We want them to fight.
We want them to engage in what can be near-mortal combat, and to either curl up their hands, and swing at a human being's head with malicious force in the desire to knock the other competitor into unconsciousness; or to physically manipulate the opponent's body in such a degree that either pain or fear of permanent injury causes a paid athlete to "tap out," aka "to quit," aka "to forfeit the right to continue competing in this particular contest."
And then we want them to shake hands, be nice, and say all the politically correct things like "I respect my opponent," and "it was a privilege to fight an athlete of his caliber."
When you fight, you fight.
And when you do fight, the object of said battle is to knock out or tap out your opponent before that opponent does it to you.
Pretty simple equation, if you're the one who stands as a bulls eye for the trained bad ass standing across the Octagon from you.
What type of mindset does it take to enter the cage, knowing your opponent has trained feverishly in the art of intricately locking up the human body so that if you don't submit/surrender/quit/tap, your ligaments can rip, your tendons can tear, your bones can snap (remember Frank Mir breaking Tim Sylvia's forearm en route to winning the UFC Title)?
What type of mindset does it take to enter that cage, with the knowledge that you're exposing yourself to such risks, and to have the uninhibited willingness to inflict such pain, suffering, and damage to another human being?

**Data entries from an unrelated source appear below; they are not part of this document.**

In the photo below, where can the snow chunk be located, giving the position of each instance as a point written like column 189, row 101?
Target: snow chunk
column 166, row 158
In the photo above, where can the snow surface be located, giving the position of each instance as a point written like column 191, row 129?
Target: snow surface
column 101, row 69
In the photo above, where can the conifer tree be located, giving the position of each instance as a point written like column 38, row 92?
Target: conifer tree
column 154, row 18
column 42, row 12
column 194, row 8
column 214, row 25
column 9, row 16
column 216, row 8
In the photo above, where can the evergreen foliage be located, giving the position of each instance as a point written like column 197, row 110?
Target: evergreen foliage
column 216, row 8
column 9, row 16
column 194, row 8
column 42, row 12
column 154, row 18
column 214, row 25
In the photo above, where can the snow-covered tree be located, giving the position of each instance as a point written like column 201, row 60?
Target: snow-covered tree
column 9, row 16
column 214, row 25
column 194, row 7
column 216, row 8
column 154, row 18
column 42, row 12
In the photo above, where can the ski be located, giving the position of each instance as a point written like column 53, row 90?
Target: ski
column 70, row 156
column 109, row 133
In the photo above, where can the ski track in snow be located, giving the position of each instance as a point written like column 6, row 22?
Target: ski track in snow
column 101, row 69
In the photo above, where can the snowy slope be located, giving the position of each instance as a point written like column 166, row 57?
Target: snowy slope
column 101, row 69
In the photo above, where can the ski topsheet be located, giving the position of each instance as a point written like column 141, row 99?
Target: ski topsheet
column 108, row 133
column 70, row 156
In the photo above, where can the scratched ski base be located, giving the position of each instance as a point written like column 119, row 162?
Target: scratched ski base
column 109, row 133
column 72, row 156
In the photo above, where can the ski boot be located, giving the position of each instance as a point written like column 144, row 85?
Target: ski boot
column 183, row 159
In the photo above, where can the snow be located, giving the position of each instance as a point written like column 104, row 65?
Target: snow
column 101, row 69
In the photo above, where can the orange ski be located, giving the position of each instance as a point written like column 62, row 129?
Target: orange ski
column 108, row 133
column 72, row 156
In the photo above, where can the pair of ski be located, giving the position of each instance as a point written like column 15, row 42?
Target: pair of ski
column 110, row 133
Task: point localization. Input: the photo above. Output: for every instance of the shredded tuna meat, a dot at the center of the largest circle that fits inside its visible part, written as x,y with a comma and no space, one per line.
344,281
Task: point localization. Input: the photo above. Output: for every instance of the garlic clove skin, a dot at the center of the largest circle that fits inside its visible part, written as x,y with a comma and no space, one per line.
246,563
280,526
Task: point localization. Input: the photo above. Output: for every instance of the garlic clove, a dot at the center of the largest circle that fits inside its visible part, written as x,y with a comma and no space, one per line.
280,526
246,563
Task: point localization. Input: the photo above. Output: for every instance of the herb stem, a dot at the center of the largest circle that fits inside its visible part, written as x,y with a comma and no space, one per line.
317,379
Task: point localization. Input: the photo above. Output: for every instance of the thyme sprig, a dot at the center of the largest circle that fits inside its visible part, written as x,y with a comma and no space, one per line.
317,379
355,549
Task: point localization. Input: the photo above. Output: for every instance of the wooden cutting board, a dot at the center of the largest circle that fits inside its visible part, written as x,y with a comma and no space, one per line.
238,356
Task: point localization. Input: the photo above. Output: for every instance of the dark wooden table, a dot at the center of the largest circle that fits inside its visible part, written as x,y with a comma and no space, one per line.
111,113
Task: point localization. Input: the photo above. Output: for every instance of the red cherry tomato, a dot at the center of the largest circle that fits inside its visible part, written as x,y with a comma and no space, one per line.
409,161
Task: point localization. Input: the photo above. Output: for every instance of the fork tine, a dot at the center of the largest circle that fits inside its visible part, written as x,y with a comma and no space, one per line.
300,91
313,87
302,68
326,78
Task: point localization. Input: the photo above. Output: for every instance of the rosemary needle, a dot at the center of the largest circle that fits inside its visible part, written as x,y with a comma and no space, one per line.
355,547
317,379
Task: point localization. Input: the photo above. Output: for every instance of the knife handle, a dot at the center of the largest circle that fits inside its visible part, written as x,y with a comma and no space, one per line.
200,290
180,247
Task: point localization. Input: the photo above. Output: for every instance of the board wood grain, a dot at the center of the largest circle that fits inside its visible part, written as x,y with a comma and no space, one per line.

Think about that for a moment.
And then ask yourself, "should I truly expect such a person to be the consummate sportsman?"
It doesn't matter the sport has become a billion dollar enterprise, cleaned up to an extent for the athletic commissions to regulate, or that MMA --or, more specifically-- UFC's version of Mixed Martial Arts has become the fastest growing sport on the globe.
What matters is, at the core, the name of the promotion is still Ultimate FIGHTING Championships.
It's a fight. And in the world of the Ultimate Fight game today, there is no one who has created the level of interest for the sport more than the UFC Undisputed Heavyweight Champion of the World, Brock Lesnar.
Brock Lesnar is a professional fighter, and he is quite comfortable accepting the risks associated with his choice of vocation. He's even more comfortable protecting himself from those risks, and doing damage to the opponent before the opponent does damage to him. As a matter of fact, Brock enjoys doing damage. He likes to hurt living creatures.
An enthusiastic hunter and ice fisher, Brock achieves a spiritual orgasm in pursuit of, and completion (let's not say "climax" and "orgasm" in the same sentence) of the kill.
He's not a sweet, kind, gentle man who has decided to feed his family by entering a sweet science, a gentleman's brawl, a civilized competition to determine which man has mastered the Octagon.
He's a vicious, brutal, mean spirited competitor whose obsessive drive with pushing himself past his own
glass ceiling of "this is how high Brock Lesnar can go" (even if he's already number one) creates an atmosphere so intense, most people in their right minds just can't hang with it.